Hastings Center News
Berlinger Elected Hastings Center Fellow
Nancy Berlinger, a senior research scholar at The Hastings Center, was elected a Hastings Center fellow on December 8, 2023.
Hastings Center Fellows are a group of more than 200 individuals of outstanding accomplishment whose work has informed scholarship and public understanding of complex ethical issues in health, health care, science, and technology.
Berlinger has been a full-time research scholar at The Hastings Center since 2002. Her current scholarship and empirical research focus on ethical, societal, and global dimensions of population aging, with special attention to dementia care and to housing equity for older adults. She also studies ethical challenges in immigrant and community health, with attention to the role of policy in limiting or expanding health care for these populations. Other areas of longstanding interest include understanding problems of safety and harm in health care systems and developing guidance for health care professionals concerning end-of-life and crisis scenarios.

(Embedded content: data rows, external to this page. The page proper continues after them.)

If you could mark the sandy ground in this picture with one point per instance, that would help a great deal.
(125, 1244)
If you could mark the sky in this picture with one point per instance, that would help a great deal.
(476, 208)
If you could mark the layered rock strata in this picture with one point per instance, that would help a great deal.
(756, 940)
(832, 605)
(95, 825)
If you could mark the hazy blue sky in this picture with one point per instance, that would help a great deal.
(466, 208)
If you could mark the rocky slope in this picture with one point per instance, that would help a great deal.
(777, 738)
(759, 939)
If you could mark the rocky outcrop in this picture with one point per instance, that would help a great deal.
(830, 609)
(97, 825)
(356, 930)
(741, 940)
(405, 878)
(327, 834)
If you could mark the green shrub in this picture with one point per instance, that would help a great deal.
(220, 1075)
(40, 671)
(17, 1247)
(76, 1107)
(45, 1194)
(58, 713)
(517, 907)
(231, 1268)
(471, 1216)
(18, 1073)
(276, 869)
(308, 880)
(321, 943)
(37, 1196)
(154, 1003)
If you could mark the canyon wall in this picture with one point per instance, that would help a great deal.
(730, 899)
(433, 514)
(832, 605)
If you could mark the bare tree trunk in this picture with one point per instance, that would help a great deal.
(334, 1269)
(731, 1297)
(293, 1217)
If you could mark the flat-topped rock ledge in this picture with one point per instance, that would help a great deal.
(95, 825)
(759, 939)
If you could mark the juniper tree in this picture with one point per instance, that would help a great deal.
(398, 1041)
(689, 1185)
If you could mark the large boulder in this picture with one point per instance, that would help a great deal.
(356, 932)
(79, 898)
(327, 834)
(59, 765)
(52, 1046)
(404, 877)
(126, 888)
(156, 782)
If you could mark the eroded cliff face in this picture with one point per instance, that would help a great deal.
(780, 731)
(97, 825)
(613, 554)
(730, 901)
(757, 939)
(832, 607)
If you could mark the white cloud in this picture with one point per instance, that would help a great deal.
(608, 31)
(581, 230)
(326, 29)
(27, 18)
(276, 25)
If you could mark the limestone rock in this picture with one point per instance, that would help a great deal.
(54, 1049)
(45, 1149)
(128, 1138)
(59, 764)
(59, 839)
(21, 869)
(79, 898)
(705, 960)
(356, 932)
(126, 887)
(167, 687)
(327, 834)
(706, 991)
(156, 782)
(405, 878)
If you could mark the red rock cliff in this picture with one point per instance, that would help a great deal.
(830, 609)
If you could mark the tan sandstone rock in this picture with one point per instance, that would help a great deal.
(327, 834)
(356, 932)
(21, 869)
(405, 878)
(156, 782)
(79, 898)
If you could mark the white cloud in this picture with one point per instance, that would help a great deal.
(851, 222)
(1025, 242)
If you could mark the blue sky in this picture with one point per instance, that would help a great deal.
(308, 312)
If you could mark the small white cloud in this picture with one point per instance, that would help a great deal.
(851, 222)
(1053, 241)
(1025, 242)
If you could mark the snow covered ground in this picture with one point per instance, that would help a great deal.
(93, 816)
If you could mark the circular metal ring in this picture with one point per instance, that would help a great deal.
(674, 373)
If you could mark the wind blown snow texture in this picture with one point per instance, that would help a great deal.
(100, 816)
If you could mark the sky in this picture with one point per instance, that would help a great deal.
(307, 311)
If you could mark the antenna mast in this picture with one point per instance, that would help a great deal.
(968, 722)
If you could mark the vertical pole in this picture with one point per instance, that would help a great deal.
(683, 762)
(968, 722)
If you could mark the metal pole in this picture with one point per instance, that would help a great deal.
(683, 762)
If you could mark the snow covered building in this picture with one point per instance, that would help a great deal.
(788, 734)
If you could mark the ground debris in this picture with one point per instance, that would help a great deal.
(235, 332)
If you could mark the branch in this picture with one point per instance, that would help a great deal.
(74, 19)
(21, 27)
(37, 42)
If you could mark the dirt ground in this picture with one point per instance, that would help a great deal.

She founded and directs The Hastings Center’s Sadler Scholars initiative for doctoral students from underrepresented minority communities.
Berlinger is the author or co-author of three books: Are Workarounds Ethical? Managing Moral Problems in Health Care Systems (Oxford University Press, 2016), The Hastings Center Guidelines for Decisions on Life-Sustaining Treatment and Care Near the End of Life: Revised and Expanded Second Edition (Oxford University Press, 2013), and After Harm: Medical Error and the Ethics of Forgiveness (Johns Hopkins, 2005).
She received her PhD in English from the University of Glasgow; her MDiv from Union Theological Seminary, with a concentration in social ethics; and her BA in English and history from Smith College.